ECLI:NL:RBDHA:2025:3629
Rechtbank Den Haag
- Eerste aanleg - enkelvoudig
- Rechtspraak.nl
Overdracht van asielzoeker aan Spanje onder de Dublinverordening
In deze zaak heeft de Rechtbank Den Haag, zittingsplaats Groningen, op 11 maart 2025 uitspraak gedaan in een bestuursrechtelijke procedure betreffende de asielaanvraag van een eiser van Syrische nationaliteit. De minister van Asiel en Migratie had de aanvraag van de eiser niet in behandeling genomen, omdat Spanje verantwoordelijk was voor de behandeling van de aanvraag op basis van de Dublinverordening. De rechtbank heeft het beroep van de eiser tegen deze beslissing beoordeeld en verklaart het beroep kennelijk ongegrond. Dit houdt in dat de rechtbank van oordeel is dat de minister terecht heeft besloten de aanvraag niet in behandeling te nemen en dat de eiser kan worden overgedragen aan de Spaanse autoriteiten.

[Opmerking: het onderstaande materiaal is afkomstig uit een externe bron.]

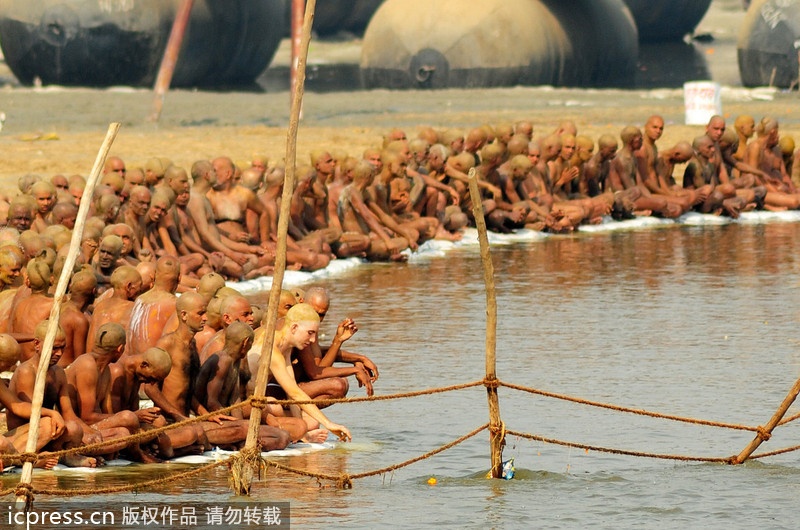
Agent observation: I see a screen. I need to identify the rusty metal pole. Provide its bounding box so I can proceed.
[147,0,194,122]
[469,169,506,478]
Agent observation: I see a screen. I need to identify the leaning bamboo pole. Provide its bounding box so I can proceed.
[731,379,800,464]
[17,123,120,506]
[232,0,316,495]
[469,168,505,478]
[147,0,194,121]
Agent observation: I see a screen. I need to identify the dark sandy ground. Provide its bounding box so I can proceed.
[0,0,800,191]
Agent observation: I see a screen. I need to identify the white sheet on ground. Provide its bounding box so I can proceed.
[228,210,800,294]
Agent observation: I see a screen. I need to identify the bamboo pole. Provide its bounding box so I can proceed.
[469,168,505,478]
[147,0,194,122]
[233,0,316,495]
[16,123,120,508]
[289,0,305,108]
[731,379,800,464]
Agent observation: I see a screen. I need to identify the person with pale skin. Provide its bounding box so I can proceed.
[269,303,352,441]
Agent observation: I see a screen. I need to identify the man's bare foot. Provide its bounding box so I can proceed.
[34,456,58,469]
[138,451,163,464]
[62,454,103,467]
[300,429,328,444]
[434,227,464,242]
[525,221,547,232]
[172,443,206,458]
[722,199,741,219]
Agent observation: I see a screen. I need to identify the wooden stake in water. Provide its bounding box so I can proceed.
[232,0,316,495]
[17,123,120,507]
[147,0,194,121]
[469,168,505,478]
[731,372,800,464]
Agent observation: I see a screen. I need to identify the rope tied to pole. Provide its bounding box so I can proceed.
[483,377,500,389]
[228,445,267,495]
[14,482,34,511]
[250,396,269,410]
[756,425,772,442]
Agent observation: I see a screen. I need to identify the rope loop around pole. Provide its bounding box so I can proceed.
[336,473,353,490]
[14,482,33,511]
[250,396,269,410]
[756,425,772,442]
[17,453,39,464]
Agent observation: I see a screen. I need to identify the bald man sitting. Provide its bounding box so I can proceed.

De rechtbank heeft in haar overwegingen het interstatelijk vertrouwensbeginsel toegepast, wat inhoudt dat de minister mag vertrouwen op de naleving van internationale verplichtingen door andere EU-lidstaten, tenzij de eiser kan aantonen dat er een reëel risico bestaat op schending van zijn rechten. De eiser heeft echter niet kunnen aantonen dat er sprake is van structurele tekortkomingen in het asiel- en opvangsysteem in Spanje die een schending van artikel 3 van het EVRM of artikel 4 van het Handvest zouden kunnen opleveren. De rechtbank heeft geconcludeerd dat de minister geen nader onderzoek hoefde te verrichten naar de situatie in Spanje, omdat de eiser niet aannemelijk heeft gemaakt dat zijn situatie bij overdracht aan Spanje van onevenredige hardheid getuigt.
De rechtbank heeft de uitspraak gedaan zonder zitting, op grond van artikel 8:54 van de Algemene wet bestuursrecht. De eiser krijgt geen vergoeding van zijn proceskosten en kan binnen zes weken na de uitspraak verzet aantekenen als hij het niet eens is met de beslissing.